The most important concept about family meals is the fact that it may be the only time in the day that family is together and do to the fact that everyone enjoys a meal.  Similar to the traditional “Family Game Night” which encourages family to get together for some kind of board game or other game that everyone can play, family meals bring the same closeness and fun except it is done as often as you have a meal.  In fact, as long as no one feels forced or pressured to “finish” their plate and there’s at least one food they like, meals are usually so pleasurable that everyone looks forward to them.  But, in order to make family meals a successful tradition, there are various things you should take into consideration when starting to plan for the morning and nightly family get together. 

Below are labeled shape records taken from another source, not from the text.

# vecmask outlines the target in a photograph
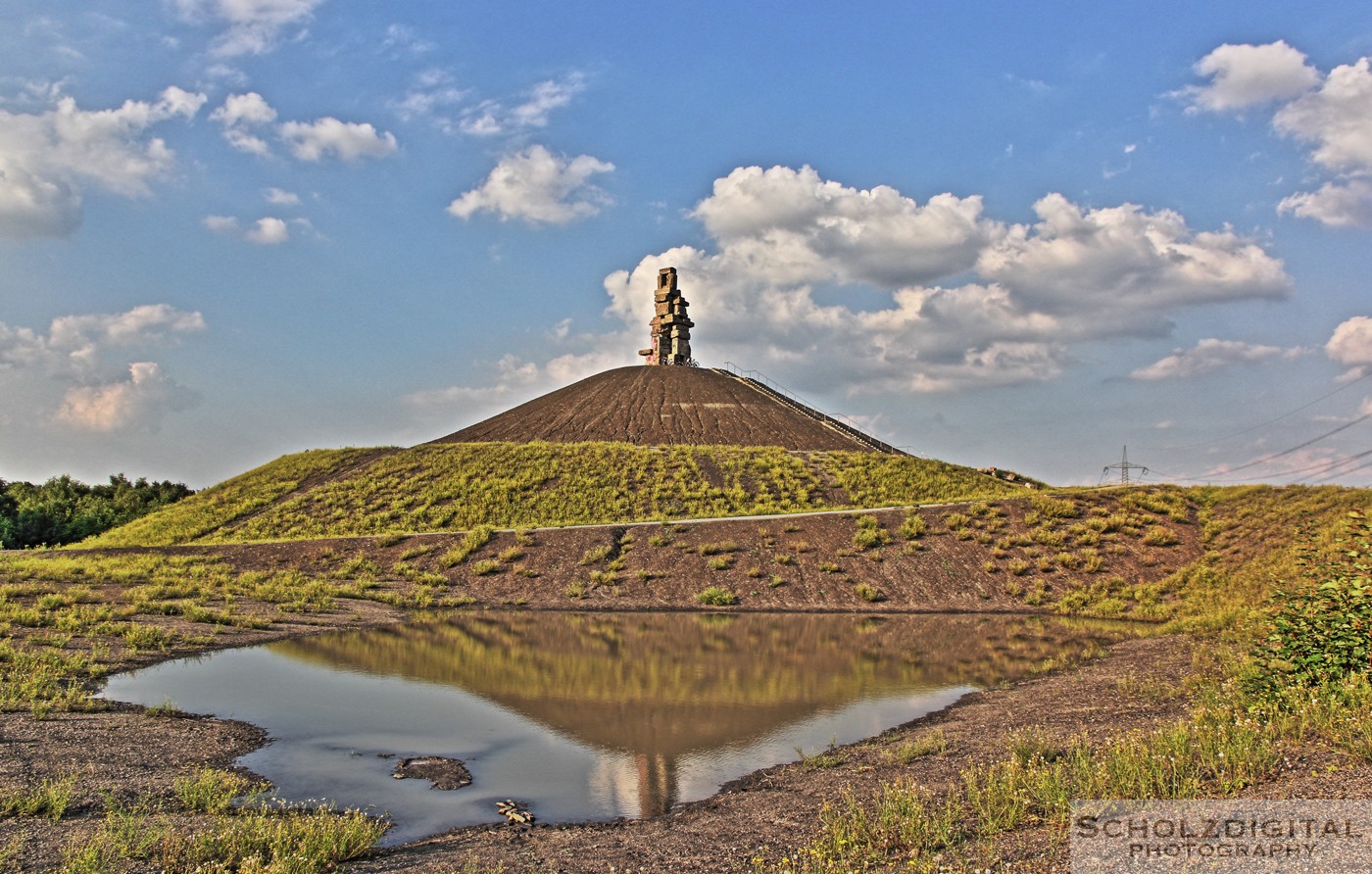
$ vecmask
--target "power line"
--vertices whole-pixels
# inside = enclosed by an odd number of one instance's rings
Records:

Below are some tips to get you started on your family meal tradition successfully.  As you read through them, remember that most of the tips can be bent a little to meet your own family’s circumstances.

• Family meals start with two adults eating together.  So if it is just you and your partner, be sure to make time to always eat together no matter how busy you become.  Even if both of you have a lot of office work to do, go ahead and go to the office together and type away while eating and chatting on occasion.  Try not to make it a habit, but do your best to eat together no matter what.

• Babies absolutely love family meals and you should get them involved as early as the first month of life.  Although they cannot eat the food you are eating, at some point their vision becomes clearer and they benefit from watching you and others eat.  Babies learning earlier on make feeding them as toddlers a lot easier.  Even if you are breastfeeding, you can hold the baby in one hand nursing while using your other hand to eat.  Anything is possible when you are creative!

• Always offer new and different foods alongside the ones everyone is familiar with and likes.  For example, if you know your child is a picky eater, be sure to have something he does like at the meal for everyone in addition to all the other food or food groups.  You will have to watch your judgment on this one because if your child’s favorite food is cereal, you may have to set limits on having cereal with dinner.

• Be sure to offer desserts on occasion to please the sweet tooth family member.  In fact, as a way to get your oldest child to come have dinner period you can explain that there will be a dessert that they can enjoy afterwards.  This works really well children of all ages.  After all, who doesn’t like to be rewarded for good behavior at a family meal with a special treat?

• Remember, if your child or children do not eat like you expect them to, just be patient.  Focus on making the family meal pleasant and enjoyable for everyone.  Ignore any behavior like only eating bread and drinking milk before the folding of the arms.  Instead, ask the child how everything is going and what they did today.  At some point the child will start realizing that bread and milk aren’t enough to be truly full in addition to the fact that their behavior is out of place at the family table.

• Family meals do not ALWAYS have to be at the same time each night and morning, but you should try to.  For younger children having an irregular time of breakfast and dinner makes them more likely to overeat and feel insecure about eating.  As for teenagers, the older they get, the more they have make plans of their own so it’s important to establish mealtimes regularly so that they know to plan around it.
Now, this advice works perfect if you are starting from scratch.  However, if you already have a family and haven’t established meal times, it is important to allow everyone to get adjusted at their own pace.  Toddlers can accept change rather quickly if you are consistent.  In fact, usually in less than a week a toddler will get the picture of how family meals are starting to work now.  Older children take a few months because they will carry more memories of the days when there was no organization to meals.  And finally, teens may take even up to a whole year because everything they have learned must be unlearned, but it is possible and in the end they will appreciate your efforts.